Однако в завещании обнаружилось лишь имя Хейвуда, на чем, собственно, дело и закончилось.

Некоторое время все шло прекрасно, но семь лет назад опекуна Иоланты поймали на жульничестве: он сделал межуниверситетский матч по поло договорным. Его перевели на более низкую должность в Институт Магии Былых Времен, где Хейвуд незаконно заимствовал одну из хорошо известных исследовательских работ, которая была еще свежа у всех в памяти. Лишившись и этого места, маг нашел работу учителя в какой-то никому не известной школе. Жизнь все еще ничему его не научила: он принимал взятки от учеников в обмен на хорошие оценки.

Хейвуд творил непростительное, но хранительница памяти так и не вмешалась.

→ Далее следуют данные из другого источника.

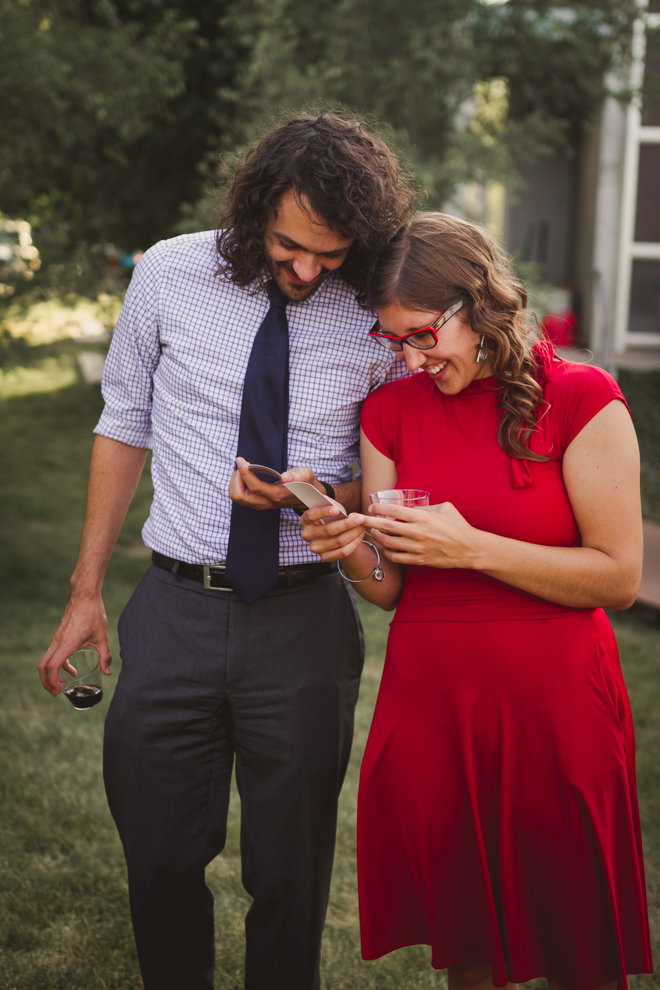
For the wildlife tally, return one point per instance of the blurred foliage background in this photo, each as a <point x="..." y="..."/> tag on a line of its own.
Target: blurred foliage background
<point x="120" y="117"/>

Девочку зарегистрировали как мага стихий третьей степени. Дар редкий, и все же встречается гораздо чаще, чем четвертая степень, означающая власть над всеми стихиями. Судя по оценкам за учебу, Иоланта не собиралась подаваться в уличные артисты – а ведь в нынешние времена именно таким становился выбор многих стихийников, вынужденных глотать огонь ради заработка.

Интересный факт: чем глубже Хейвуд увязал в неприятностях, тем лучше были оценки Иоланты и громче похвалы от ее школьных учителей. Прекрасное качество – способность направлять свои страх и разочарование на достижение цели.

* * *

Распахнулась дверь, и в комнату вбежал Уинтервейл.

Скомкав отчет, Тит бросил его в камин.

– А стучаться тебя не учили?

Уинтервейл схватил его за руку и потянул к окну:

– Черт, что это?

Бронированные фаэтоны по-прежнему неподвижно висели в ночном воздухе.

– Воздушные экипажи Атлантиды. Они появились еще до ужина.

– Почему они здесь?

– Я же тебе говорил, что сегодня столкнулся с инквизитором – видимо, это ее взбесило, – ответил Тит. – Вперед! Брось в них камень и начни революцию.

– Начал бы, если бы смог бросить камень так высоко. А их не волнует, что их могут увидеть?